L’immagine della docente di Biella portata in piazza per dimostrare gli effetti avversi del vaccino. La denuncia di Giancarlo Billotto: «Sono indignato»

di Floriana Rullo

«I no vax hanno strumentalizzato la morte di mia figlia Genny raccontando che sia finita a causa del vaccino. Ma lei non ha fatto in tempo nemmeno a vaccinarsi. È morta a ottobre del 2020, prima dell’inizio dell’avvio della campagna. E invece la sua foto viene portata in piazza per dimostrare gli effetti avversi del vaccino. Sono indignato e ho deciso di denunciare i colpevoli». Giancarlo Billotto, padre di Genny Billotto, maestra della Scuola Primaria «Villaggio Lamarmora» di Biella deceduta a ottobre 2020 ad appena 29 anni in seguito a problemi cardiaci congeniti, da domenica ha deciso che farà causa a chi sta usando il volto di sua figlia per legarlo alla protesta contro il vaccino. Una battaglia che ha deciso di intraprendere insieme con il suo legale, Marco Bozzalla. Da qualche tempo il padre aveva iniziato a vedere le gigantografie della figlia Genny, camicetta a pois e sorriso in volto, portate in spalla da alcuni partecipanti alle proteste no vax durante i loro cortei. Immagini che recitano la frase «nessuna correlazione» usata da chi, contrario il vaccino, vuole provare che molti decessi improvvisi siano legati alla somministrazione delle dosi. È accaduto a Bologna.
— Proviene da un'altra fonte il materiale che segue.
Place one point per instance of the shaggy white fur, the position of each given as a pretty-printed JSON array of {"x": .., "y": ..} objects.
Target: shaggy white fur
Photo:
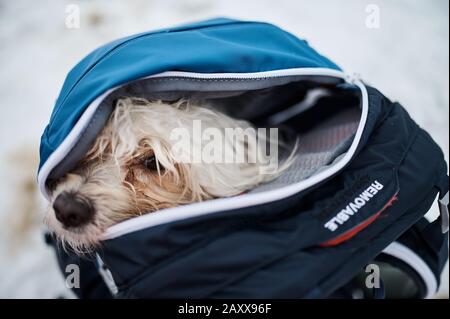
[{"x": 146, "y": 159}]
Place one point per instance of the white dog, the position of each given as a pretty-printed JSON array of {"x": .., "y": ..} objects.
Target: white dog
[{"x": 133, "y": 168}]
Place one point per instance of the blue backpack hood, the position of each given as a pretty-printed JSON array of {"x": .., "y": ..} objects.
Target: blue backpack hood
[{"x": 212, "y": 46}]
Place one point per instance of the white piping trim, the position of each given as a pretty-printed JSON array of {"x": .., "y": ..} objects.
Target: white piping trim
[
  {"x": 408, "y": 256},
  {"x": 222, "y": 204},
  {"x": 68, "y": 143}
]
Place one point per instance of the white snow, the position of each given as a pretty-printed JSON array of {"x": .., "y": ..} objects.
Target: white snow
[{"x": 407, "y": 58}]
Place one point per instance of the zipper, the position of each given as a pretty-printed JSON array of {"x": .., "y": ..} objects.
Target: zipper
[{"x": 126, "y": 40}]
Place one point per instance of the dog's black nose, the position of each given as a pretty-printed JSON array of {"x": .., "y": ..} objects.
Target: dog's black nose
[{"x": 72, "y": 210}]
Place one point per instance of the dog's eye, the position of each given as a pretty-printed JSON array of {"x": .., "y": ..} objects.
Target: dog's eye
[{"x": 150, "y": 163}]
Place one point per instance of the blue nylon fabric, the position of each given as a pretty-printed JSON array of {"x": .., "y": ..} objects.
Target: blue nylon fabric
[{"x": 212, "y": 46}]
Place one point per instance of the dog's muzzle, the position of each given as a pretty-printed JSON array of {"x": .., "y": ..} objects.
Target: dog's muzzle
[{"x": 73, "y": 210}]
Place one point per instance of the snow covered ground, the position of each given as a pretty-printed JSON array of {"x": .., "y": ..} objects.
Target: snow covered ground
[{"x": 406, "y": 58}]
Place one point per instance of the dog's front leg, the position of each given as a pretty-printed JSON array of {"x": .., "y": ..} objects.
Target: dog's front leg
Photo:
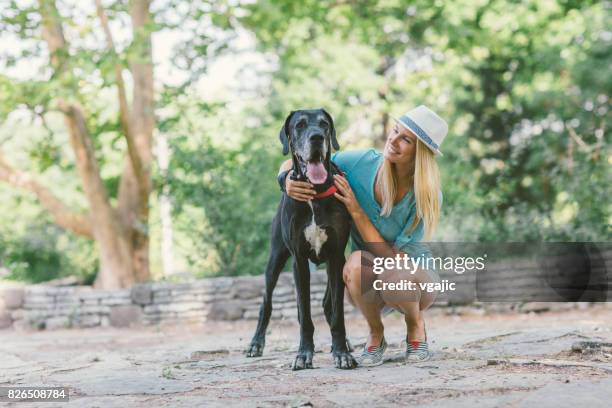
[
  {"x": 301, "y": 274},
  {"x": 342, "y": 357}
]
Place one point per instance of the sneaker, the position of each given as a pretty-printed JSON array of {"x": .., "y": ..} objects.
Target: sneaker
[
  {"x": 372, "y": 356},
  {"x": 417, "y": 351}
]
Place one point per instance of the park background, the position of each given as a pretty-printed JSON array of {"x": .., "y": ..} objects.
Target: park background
[{"x": 153, "y": 126}]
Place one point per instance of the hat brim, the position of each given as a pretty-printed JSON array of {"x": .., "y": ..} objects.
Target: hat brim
[{"x": 437, "y": 152}]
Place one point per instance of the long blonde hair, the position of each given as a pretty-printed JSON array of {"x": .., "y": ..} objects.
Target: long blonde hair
[{"x": 426, "y": 188}]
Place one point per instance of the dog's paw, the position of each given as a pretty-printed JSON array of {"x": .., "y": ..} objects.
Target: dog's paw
[
  {"x": 302, "y": 360},
  {"x": 344, "y": 360},
  {"x": 255, "y": 350}
]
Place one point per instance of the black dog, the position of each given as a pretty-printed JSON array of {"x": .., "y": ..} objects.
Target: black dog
[{"x": 317, "y": 230}]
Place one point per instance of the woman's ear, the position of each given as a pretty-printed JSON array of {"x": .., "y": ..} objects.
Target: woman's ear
[
  {"x": 332, "y": 130},
  {"x": 285, "y": 134}
]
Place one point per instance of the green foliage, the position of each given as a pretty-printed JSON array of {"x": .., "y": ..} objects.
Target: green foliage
[{"x": 525, "y": 87}]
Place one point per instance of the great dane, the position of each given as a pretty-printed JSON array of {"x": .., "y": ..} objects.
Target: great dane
[{"x": 316, "y": 231}]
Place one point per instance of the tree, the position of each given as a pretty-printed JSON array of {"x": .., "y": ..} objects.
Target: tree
[{"x": 119, "y": 229}]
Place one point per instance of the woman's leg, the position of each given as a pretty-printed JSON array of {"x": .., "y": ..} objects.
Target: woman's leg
[
  {"x": 412, "y": 305},
  {"x": 370, "y": 304}
]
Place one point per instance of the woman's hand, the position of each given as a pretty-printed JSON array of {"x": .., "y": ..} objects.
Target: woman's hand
[
  {"x": 299, "y": 190},
  {"x": 346, "y": 196}
]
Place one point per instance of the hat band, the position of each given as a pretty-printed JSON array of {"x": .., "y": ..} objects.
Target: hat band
[{"x": 420, "y": 132}]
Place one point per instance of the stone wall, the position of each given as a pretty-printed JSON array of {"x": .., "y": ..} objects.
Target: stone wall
[{"x": 49, "y": 307}]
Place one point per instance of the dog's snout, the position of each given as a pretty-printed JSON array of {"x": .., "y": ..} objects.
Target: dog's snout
[{"x": 316, "y": 138}]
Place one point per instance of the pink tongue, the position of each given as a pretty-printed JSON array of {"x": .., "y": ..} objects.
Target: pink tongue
[{"x": 316, "y": 172}]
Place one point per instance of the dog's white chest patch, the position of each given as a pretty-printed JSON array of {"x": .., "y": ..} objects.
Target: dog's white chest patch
[{"x": 314, "y": 234}]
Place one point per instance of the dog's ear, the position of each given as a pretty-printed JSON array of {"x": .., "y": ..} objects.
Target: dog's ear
[
  {"x": 285, "y": 134},
  {"x": 332, "y": 130}
]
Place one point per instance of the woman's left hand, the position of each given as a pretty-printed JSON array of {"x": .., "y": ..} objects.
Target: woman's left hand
[{"x": 345, "y": 194}]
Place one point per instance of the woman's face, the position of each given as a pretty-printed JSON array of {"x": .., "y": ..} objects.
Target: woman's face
[{"x": 400, "y": 147}]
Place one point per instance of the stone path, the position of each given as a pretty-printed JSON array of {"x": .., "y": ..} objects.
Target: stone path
[{"x": 518, "y": 360}]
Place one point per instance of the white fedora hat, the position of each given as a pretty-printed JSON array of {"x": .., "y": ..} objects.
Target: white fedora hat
[{"x": 430, "y": 128}]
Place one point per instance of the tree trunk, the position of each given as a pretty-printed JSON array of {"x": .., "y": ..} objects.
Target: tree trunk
[{"x": 121, "y": 234}]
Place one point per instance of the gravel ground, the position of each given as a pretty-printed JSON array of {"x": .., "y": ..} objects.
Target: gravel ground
[{"x": 518, "y": 360}]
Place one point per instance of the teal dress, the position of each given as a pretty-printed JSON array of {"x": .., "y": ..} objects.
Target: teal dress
[{"x": 360, "y": 167}]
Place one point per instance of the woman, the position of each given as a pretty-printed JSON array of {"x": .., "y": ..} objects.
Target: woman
[{"x": 394, "y": 200}]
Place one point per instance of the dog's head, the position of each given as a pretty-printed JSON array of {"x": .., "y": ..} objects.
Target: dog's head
[{"x": 310, "y": 132}]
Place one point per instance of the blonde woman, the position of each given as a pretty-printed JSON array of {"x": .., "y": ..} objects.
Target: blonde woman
[{"x": 394, "y": 199}]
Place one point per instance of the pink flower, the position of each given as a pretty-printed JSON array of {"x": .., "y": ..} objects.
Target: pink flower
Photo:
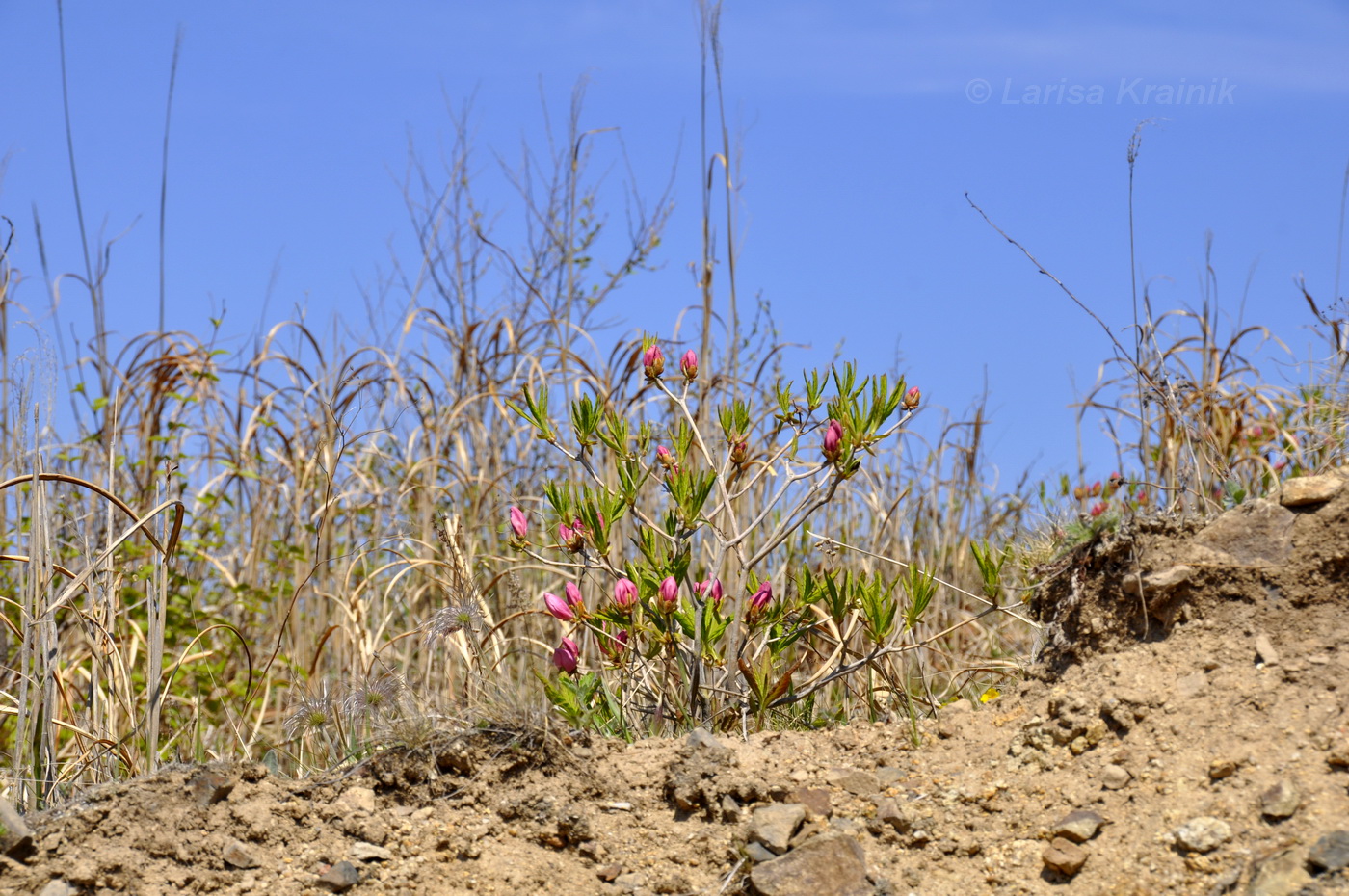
[
  {"x": 572, "y": 536},
  {"x": 668, "y": 595},
  {"x": 710, "y": 592},
  {"x": 567, "y": 656},
  {"x": 833, "y": 440},
  {"x": 688, "y": 363},
  {"x": 653, "y": 362},
  {"x": 624, "y": 593},
  {"x": 758, "y": 602},
  {"x": 573, "y": 596},
  {"x": 557, "y": 607}
]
Si è poi ripetuto a Milano domenica scorsa. Fotografie mostrate, durante le manifestazioni insieme ad altre di altri deceduti . Nomi ripetuti come un mantra durante le sfilate in piazza. Immagini mostrate di continuo non solo dai palchi su cui i contrari al vaccino cercano di spiegare le loro posizioni, ma anche sui canali che i manifestanti usano per informarsi e scambiarsi informazioni.

«Da allora hanno iniziato a segnalarmi che l’immagine di mia figlia veniva usata sui social per mettere in dubbio l’effetto del vaccino — dice Billotto, molto conosciuto a Chiavazza, dove vive, perché gestore di una pista da motocross nel vicino paesino di Ronco Biellese —. Sono rimasto senza parole. Genny è morta di un problema al cuore congenito. Non era vaccinata perché la campagna non era ancora partita. E sicuramente sarebbe stata favorevole. Quando ho visto quelle immagini sono rimasto disgustato». Fotografie che hanno dato altro dolore a Billotto che, oltre alla sua unica figlia, un anno prima aveva perso anche la moglie. «Perché usare le sue fotografie senza nemmeno accertarsi che quella fosse la verità? — si chiede il padre insieme con l’avvocato biellese Bozzalla in passato anche giudice penale —. Queste persone non hanno una coscienza. Pensano che sia possibile fare tutto. Che basti una morte per problemi al cuore per legarla al vaccino. Senza nemmeno verificare davvero di che cosa soffrisse. Genny aveva una cardiopatia ipertrofica. Era amata da tutti: dai suoi studenti. Dai suoi amici. Era appassionata del suo lavoro. Proprio la scuola, lo diceva sempre a colleghe e amiche, le dava la carica quotidiana per affrontare con il sorriso e le nuove sfide che si era prefissata. Adorava andare in moto. La sua perdita è stata una tragedia. E vederla sui social usata in quel modo, per i loro scopi, mi ha davvero fatto soffrire. Sono rimasto davvero senza parole». Così ha preso tutte le immagini che da giorni i conoscenti gli inoltravano e, dopo essersi fatto forza, le ha inviate al suo legale per chiedere giustizia.

«Agiremo nelle sedi opportune a tutela della verità e della memoria di Genny — aggiunge il legale di Billotto —. Le scuse probabilmente non basteranno a giustificare un gesto così insensato. Ormai i social consentono a ogni persona di sentirsi libera di agire come crede. Senza nemmeno accertarsi della verità. Ma questi atti così gravi meritano di essere puniti».